Studies show that nearly a third of this decline relative to other countries is because they’re expanding family-friendly policies like paid leave and we are not. We should be making it easier for Americans to be both good workers and good parents and caregivers. Women who want to work should be able to do so without worrying every day about how they’re going to take care of their children or what will happen if a family member gets sick.


Clinton is hitting the same point that President Obama laid out earlier this year in his State of the Union address: paid leave is not a niche issue, so let's stop treating it like one. And voters seem to agree. Recent data points to the fact that most Americans, regardless of party affiliation, support some kind of paid leave policy.

But as Clinton hits harder on the issue, Republicans who oppose paid leave are bound to raise the question of cost. The argument that it's expensive might carry less water, though, as data coming out of California and other states with paid leave laws on the books reveals that it can be cost neutral for businesses and a driver of growth.

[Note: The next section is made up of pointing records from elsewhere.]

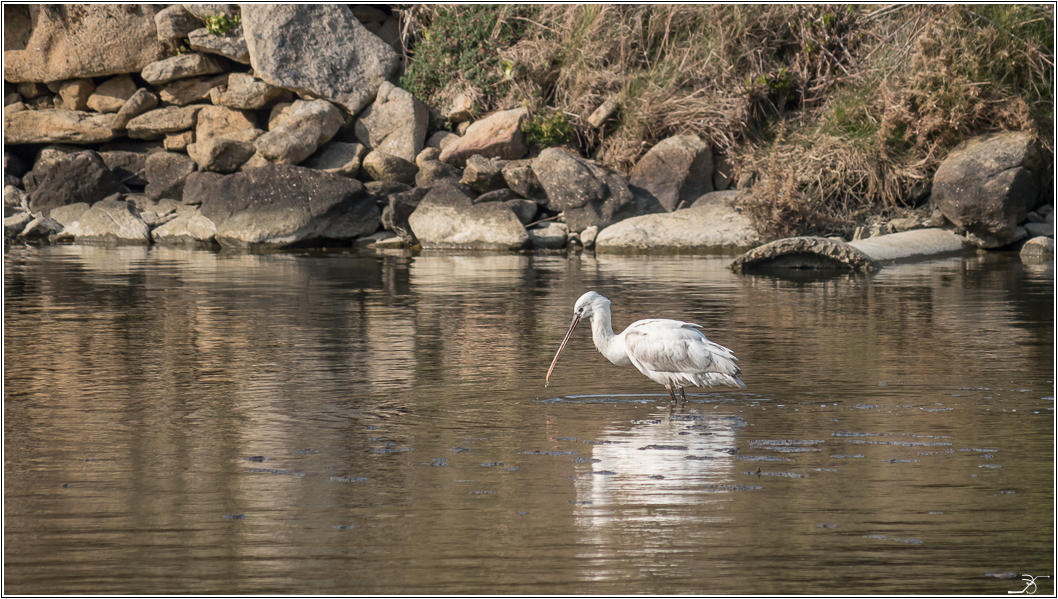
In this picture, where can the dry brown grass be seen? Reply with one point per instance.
(839, 111)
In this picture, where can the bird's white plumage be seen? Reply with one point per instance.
(671, 352)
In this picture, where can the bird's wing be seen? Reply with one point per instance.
(673, 346)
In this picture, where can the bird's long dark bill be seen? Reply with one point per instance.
(577, 321)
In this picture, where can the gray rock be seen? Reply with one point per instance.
(219, 121)
(338, 158)
(801, 253)
(278, 205)
(433, 171)
(109, 221)
(988, 184)
(587, 194)
(1039, 229)
(920, 243)
(141, 102)
(13, 197)
(80, 177)
(222, 155)
(166, 174)
(69, 214)
(321, 50)
(196, 186)
(50, 44)
(525, 210)
(363, 218)
(75, 94)
(181, 67)
(230, 44)
(182, 92)
(498, 196)
(522, 180)
(129, 167)
(111, 94)
(40, 228)
(401, 206)
(484, 175)
(57, 127)
(709, 224)
(1036, 250)
(496, 135)
(186, 230)
(175, 23)
(243, 92)
(395, 123)
(447, 218)
(154, 124)
(308, 127)
(203, 11)
(381, 166)
(548, 236)
(677, 171)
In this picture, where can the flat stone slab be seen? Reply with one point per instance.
(919, 243)
(865, 255)
(805, 253)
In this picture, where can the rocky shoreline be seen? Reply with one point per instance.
(280, 126)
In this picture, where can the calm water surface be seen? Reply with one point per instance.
(189, 421)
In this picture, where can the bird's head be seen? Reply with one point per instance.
(587, 306)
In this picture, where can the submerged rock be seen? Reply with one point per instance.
(278, 205)
(708, 224)
(447, 218)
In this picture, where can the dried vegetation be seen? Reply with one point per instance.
(837, 112)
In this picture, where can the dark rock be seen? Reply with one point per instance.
(677, 171)
(278, 205)
(166, 174)
(988, 184)
(400, 207)
(484, 175)
(130, 167)
(196, 185)
(110, 221)
(587, 194)
(80, 177)
(447, 217)
(805, 253)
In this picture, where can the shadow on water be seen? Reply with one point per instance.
(333, 421)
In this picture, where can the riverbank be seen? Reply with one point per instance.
(214, 132)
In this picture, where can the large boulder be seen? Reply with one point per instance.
(988, 184)
(308, 126)
(166, 174)
(496, 135)
(395, 123)
(192, 229)
(588, 195)
(276, 205)
(231, 43)
(110, 221)
(55, 42)
(243, 92)
(181, 67)
(79, 177)
(447, 218)
(676, 171)
(709, 224)
(58, 127)
(321, 50)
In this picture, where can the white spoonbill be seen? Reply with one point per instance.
(671, 352)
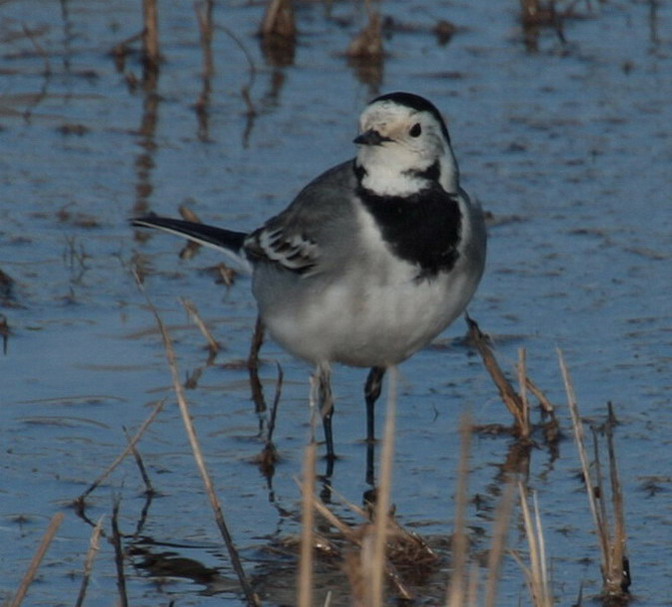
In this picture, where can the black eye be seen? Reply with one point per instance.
(416, 130)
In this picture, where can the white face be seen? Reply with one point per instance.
(411, 141)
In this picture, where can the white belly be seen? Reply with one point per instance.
(369, 325)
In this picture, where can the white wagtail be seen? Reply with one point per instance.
(373, 259)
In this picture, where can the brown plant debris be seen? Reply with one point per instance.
(368, 44)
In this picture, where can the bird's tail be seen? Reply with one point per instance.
(227, 241)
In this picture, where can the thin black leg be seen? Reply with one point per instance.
(326, 405)
(372, 388)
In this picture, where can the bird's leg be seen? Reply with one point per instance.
(326, 406)
(372, 388)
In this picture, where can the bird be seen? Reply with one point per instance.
(372, 260)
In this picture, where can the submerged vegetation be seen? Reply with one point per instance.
(346, 553)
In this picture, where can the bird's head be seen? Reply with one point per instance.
(403, 145)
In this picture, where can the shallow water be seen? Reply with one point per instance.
(569, 147)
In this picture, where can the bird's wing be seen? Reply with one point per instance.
(314, 231)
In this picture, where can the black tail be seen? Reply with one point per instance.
(226, 240)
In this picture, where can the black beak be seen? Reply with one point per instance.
(370, 137)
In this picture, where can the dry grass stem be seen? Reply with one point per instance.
(368, 44)
(537, 572)
(129, 448)
(457, 588)
(498, 547)
(279, 19)
(511, 399)
(28, 578)
(615, 565)
(141, 466)
(150, 35)
(308, 501)
(119, 554)
(94, 546)
(178, 388)
(190, 307)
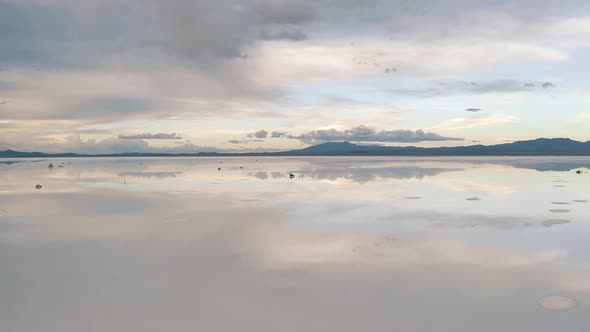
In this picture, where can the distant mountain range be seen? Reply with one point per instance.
(538, 147)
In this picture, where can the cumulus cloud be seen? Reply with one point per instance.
(151, 136)
(366, 134)
(261, 134)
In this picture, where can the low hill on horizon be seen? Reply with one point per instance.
(537, 147)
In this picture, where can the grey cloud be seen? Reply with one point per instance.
(35, 33)
(366, 134)
(261, 134)
(445, 88)
(286, 34)
(245, 141)
(151, 136)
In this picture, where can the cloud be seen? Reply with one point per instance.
(365, 134)
(151, 136)
(261, 134)
(477, 121)
(445, 88)
(278, 134)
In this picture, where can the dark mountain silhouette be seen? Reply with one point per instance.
(538, 147)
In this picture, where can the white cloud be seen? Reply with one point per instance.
(476, 121)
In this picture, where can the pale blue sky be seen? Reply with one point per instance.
(90, 76)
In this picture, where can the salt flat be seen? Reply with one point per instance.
(347, 244)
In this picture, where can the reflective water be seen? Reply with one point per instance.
(362, 244)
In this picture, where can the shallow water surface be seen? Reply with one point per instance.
(347, 244)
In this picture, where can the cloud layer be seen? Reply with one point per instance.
(365, 134)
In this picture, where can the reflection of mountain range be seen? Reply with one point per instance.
(150, 174)
(362, 174)
(538, 147)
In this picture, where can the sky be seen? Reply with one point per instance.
(104, 76)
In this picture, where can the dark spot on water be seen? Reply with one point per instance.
(557, 303)
(553, 222)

According to a study from the Center for Economic Policy Research, when asked if California's paid leave program had caused “any cost increases,” 86.9 percent of employers said "no." Around 9 percent of employers responded that the policy had actually helped them save money "by reducing employee turnover and/or by reducing their own benefit costs when employees used the program instead of (or in combination with) employer-provided paid vacation, sick leave, or disability benefits."


And Teresa Ghilarducci, a professor of economic policy at the New School, told Fusion that many family-friendly policies, when coupled with other economic reforms, can eventually pay for themselves. This extends beyond paid leave, she said, pointing to Clinton's remarks about universal preschool.

“Money can come from a growing economy, and that's what I heard today,” Ghilarducci explained. “Clinton very clearly pointed to an economy that will have more women and parents in the workforce. If universal preschool does that, then it pays for itself.”

And the proposals Clinton laid out aren’t just about supporting working women, she continued: “Increasingly, there are more men who are dependent on income from their wive’s or the mothers of their children. They are also having trouble getting [reliable] schedules and getting paid. Men and women need more help from the government, they need more choices.”


A more robust set of programs to support working parents also ties into the question of what constitutes a living wage. While Clinton hasn't offered a hard number, even the highest option on the table—$15 an hour—will leave many families struggling. But universal preschool and paid leave could bring the minimum wage somewhere closer to livable, Ghilarducci explained.

“This is a very coherent economic message," she said. "It wasn't a call for spending, it was a call for investments that would compliment each other.”

Clinton's team has yet to respond to Fusion's request for comment on the centrality of paid leave this election.